Unnamed: 0,Country,Age,Salary,Purchased
0,France,44.0,72000.0,No
1,Spain,27.0,48000.0,Yes
2,Germany,30.0,54000.0,No
3,Spain,38.0,61000.0,No
4,Germany,40.0,,Yes


In [3]:
# Array of features
X = df.iloc[:, :-1].values # All rows and columns except the last column
print(X)

[['France' 44.0 72000.0]
 ['Spain' 27.0 48000.0]
 ['Germany' 30.0 54000.0]
 ['Spain' 38.0 61000.0]
 ['Germany' 40.0 nan]
 ['France' 35.0 58000.0]
 ['Spain' nan 52000.0]
 ['France' 48.0 79000.0]
 ['Germany' 50.0 83000.0]
 ['France' 37.0 67000.0]]


In [4]:
# Array of dependent variable
y = df.iloc[:, -1].values # All rows of last column
print(y)

['No ' 'Yes' 'No ' 'No ' 'Yes' 'Yes' 'No ' 'Yes' 'No ' 'Yes']
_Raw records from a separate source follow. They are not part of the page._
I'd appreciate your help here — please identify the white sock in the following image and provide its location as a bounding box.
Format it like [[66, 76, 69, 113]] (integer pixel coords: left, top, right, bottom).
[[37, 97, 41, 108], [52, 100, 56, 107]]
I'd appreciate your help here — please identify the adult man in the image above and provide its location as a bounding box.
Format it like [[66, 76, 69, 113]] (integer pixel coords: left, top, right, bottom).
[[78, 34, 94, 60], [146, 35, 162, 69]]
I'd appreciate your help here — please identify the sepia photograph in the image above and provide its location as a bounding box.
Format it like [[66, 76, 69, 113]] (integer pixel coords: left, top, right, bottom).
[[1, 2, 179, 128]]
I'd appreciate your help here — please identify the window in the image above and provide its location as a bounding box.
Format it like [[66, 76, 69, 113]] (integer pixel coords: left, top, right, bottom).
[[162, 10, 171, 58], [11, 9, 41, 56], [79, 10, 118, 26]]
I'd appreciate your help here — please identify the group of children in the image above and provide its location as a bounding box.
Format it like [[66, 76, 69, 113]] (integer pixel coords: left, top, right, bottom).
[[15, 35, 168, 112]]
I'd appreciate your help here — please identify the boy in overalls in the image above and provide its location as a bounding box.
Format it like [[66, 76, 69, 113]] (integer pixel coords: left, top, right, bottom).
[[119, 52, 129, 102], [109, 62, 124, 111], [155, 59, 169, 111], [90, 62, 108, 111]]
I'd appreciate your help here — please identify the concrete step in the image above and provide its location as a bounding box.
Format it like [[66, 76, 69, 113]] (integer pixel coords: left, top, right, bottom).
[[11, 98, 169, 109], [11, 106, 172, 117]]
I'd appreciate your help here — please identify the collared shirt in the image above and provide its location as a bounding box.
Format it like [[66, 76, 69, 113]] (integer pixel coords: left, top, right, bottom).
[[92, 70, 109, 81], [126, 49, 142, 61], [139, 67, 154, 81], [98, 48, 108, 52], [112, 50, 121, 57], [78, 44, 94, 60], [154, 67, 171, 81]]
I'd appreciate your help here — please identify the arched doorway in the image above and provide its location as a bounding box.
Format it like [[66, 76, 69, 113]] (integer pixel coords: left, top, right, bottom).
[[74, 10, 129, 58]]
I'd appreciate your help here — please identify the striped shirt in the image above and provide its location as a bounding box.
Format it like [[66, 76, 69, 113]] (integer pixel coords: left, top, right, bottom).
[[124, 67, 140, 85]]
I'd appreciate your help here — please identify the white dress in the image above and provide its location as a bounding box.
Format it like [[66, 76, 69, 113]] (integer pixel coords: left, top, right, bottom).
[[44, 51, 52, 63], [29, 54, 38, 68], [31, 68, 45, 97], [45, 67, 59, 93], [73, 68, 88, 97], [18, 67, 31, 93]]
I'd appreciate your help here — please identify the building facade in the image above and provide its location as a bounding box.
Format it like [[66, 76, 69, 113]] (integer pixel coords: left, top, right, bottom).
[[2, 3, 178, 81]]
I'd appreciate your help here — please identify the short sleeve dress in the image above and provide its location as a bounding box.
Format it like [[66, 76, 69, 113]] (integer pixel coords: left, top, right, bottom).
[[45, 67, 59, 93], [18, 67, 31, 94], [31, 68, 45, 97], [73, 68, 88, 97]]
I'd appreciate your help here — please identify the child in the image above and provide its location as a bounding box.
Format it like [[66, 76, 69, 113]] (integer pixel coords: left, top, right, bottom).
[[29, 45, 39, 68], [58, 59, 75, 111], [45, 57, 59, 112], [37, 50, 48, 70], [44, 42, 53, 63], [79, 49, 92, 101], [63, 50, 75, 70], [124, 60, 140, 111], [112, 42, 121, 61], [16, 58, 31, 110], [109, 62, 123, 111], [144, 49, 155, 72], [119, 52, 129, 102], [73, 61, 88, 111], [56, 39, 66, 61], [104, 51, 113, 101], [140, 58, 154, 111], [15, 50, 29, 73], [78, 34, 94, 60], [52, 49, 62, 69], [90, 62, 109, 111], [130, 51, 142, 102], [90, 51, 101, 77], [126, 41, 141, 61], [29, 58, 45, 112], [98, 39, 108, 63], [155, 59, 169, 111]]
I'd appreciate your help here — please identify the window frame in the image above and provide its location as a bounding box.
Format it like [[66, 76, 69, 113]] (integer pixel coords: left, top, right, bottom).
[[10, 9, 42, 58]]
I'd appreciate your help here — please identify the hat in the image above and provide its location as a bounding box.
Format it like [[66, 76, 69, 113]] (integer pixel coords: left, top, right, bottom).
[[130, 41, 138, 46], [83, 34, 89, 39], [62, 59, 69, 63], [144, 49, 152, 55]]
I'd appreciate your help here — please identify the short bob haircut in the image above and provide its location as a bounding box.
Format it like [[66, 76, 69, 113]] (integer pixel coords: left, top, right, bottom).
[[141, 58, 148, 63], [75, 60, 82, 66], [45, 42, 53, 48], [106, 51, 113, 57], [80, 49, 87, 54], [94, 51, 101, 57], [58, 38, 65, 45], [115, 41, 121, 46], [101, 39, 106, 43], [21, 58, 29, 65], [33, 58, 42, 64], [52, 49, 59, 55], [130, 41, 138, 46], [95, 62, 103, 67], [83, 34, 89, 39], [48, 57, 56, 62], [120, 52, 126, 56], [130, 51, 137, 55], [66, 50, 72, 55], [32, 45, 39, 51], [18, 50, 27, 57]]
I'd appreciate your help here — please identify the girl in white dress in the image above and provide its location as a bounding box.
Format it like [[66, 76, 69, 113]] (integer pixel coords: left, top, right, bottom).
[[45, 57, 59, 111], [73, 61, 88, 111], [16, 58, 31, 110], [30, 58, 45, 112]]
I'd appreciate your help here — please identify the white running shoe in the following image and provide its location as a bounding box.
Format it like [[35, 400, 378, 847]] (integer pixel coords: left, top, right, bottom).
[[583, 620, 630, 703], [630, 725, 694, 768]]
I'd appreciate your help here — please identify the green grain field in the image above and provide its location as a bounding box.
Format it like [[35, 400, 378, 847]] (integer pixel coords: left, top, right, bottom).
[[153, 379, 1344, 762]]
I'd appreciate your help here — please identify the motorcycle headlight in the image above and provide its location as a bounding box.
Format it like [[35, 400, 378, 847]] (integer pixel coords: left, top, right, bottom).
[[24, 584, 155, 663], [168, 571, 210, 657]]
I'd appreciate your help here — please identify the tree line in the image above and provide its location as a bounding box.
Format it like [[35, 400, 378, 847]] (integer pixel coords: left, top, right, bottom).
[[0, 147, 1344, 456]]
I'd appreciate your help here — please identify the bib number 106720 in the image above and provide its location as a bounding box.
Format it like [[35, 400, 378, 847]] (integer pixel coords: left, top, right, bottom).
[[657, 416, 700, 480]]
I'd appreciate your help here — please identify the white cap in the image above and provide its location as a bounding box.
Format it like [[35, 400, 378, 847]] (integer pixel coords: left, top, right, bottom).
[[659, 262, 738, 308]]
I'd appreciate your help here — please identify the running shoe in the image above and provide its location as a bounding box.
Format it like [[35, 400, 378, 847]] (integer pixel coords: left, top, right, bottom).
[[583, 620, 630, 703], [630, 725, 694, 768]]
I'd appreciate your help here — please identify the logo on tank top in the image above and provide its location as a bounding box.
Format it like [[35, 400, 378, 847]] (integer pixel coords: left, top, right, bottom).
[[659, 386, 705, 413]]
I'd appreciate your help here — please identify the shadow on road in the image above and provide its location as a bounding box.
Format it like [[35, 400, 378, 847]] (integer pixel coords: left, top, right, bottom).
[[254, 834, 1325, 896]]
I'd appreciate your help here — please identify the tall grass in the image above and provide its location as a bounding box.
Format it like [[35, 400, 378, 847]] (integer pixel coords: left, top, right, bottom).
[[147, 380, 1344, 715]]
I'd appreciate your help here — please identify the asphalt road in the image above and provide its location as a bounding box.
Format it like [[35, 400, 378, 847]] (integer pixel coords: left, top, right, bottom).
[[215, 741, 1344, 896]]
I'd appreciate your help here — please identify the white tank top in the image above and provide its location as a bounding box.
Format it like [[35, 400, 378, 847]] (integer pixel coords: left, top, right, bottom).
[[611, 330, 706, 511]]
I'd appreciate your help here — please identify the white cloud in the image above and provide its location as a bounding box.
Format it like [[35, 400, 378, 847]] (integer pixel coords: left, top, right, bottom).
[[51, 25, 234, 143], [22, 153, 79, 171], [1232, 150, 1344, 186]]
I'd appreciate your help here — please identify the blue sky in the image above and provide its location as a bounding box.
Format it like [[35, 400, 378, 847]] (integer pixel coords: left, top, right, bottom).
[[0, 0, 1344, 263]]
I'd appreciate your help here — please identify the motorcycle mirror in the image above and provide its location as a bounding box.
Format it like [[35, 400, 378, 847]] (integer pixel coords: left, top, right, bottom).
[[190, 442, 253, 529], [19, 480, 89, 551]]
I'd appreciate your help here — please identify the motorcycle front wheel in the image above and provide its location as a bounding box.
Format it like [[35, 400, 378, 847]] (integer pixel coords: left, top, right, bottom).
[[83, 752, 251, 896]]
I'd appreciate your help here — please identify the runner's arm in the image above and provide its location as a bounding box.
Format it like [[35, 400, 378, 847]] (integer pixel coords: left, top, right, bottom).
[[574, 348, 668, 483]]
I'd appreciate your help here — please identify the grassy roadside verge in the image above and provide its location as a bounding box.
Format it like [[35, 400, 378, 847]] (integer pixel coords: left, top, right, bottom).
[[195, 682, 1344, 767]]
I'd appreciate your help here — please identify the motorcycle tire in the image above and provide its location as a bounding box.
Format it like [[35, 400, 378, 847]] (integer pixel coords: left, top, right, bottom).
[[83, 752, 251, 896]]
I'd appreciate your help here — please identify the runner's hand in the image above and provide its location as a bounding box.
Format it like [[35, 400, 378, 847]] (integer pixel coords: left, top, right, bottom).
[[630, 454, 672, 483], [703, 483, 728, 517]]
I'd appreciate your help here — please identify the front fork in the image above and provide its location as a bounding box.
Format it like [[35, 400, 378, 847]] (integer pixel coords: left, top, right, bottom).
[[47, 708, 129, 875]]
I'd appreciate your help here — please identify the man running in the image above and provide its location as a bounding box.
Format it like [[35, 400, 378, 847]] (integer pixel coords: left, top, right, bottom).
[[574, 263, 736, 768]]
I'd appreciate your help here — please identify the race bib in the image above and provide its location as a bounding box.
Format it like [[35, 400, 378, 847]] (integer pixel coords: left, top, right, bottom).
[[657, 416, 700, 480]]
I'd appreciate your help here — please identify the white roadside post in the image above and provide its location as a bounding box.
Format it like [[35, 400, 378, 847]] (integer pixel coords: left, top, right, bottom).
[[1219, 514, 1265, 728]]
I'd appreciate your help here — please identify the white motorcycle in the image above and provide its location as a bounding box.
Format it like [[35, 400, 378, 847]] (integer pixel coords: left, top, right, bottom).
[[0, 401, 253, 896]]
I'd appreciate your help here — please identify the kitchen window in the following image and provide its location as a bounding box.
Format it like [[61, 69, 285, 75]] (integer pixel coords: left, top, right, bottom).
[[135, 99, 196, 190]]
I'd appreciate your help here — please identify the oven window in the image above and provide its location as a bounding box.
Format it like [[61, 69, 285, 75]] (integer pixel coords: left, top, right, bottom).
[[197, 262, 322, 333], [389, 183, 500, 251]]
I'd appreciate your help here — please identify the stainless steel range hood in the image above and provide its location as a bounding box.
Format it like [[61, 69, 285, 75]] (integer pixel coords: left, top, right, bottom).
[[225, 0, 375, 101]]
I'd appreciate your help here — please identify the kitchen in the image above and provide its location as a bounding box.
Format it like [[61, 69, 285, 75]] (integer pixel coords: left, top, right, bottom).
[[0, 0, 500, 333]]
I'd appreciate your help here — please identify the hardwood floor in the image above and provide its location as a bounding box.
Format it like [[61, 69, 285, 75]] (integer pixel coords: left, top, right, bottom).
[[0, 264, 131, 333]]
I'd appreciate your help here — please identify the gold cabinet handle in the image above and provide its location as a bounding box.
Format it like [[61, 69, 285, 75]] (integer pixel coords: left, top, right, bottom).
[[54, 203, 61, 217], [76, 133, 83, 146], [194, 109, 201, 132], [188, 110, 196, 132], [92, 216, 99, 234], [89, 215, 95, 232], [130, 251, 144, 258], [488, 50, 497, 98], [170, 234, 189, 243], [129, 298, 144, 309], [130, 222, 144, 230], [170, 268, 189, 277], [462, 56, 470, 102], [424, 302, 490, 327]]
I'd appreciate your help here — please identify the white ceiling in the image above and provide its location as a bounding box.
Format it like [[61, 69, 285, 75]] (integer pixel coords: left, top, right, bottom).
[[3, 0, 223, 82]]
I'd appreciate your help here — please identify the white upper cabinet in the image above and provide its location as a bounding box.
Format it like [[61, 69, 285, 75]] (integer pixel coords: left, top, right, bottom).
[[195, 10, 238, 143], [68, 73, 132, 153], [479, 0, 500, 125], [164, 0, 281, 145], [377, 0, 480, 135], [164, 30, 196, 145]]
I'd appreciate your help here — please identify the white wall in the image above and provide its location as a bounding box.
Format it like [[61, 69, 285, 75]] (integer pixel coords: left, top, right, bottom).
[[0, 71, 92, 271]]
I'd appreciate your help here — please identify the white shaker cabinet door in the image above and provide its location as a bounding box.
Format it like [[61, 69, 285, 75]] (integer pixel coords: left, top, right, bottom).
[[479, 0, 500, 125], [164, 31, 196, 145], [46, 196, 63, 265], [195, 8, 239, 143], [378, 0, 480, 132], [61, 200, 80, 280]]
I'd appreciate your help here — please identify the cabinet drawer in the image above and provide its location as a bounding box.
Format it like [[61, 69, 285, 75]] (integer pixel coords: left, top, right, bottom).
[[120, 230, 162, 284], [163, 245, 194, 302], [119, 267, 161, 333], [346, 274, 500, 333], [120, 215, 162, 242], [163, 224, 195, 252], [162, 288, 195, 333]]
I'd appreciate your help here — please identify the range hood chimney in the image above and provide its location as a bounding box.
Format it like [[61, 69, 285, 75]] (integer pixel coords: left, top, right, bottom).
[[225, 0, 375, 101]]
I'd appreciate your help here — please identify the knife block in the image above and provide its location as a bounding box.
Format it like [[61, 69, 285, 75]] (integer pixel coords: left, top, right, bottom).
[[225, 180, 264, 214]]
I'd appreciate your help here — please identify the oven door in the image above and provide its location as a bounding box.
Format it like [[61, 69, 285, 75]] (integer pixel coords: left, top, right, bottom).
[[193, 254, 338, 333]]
## Fill Missing Data with Mean Values

In [5]:
# Import class SimpleImputer from impute model in sklearn
from sklearn.impute import SimpleImputer

# Create object of SimpleImputer class
imputa = SimpleImputer(missing_values = np.nan, strategy = 'mean')
''' Using the fit method, we apply the `imputa` object on the matrix of our feature x.
The `fit()` method identifies the missing values and computes the mean of such feature a missing value is present.
'''
imputa.fit(X[:, 1:3]) # identifies the missing values and computes the mean of such feature where a missing value is present.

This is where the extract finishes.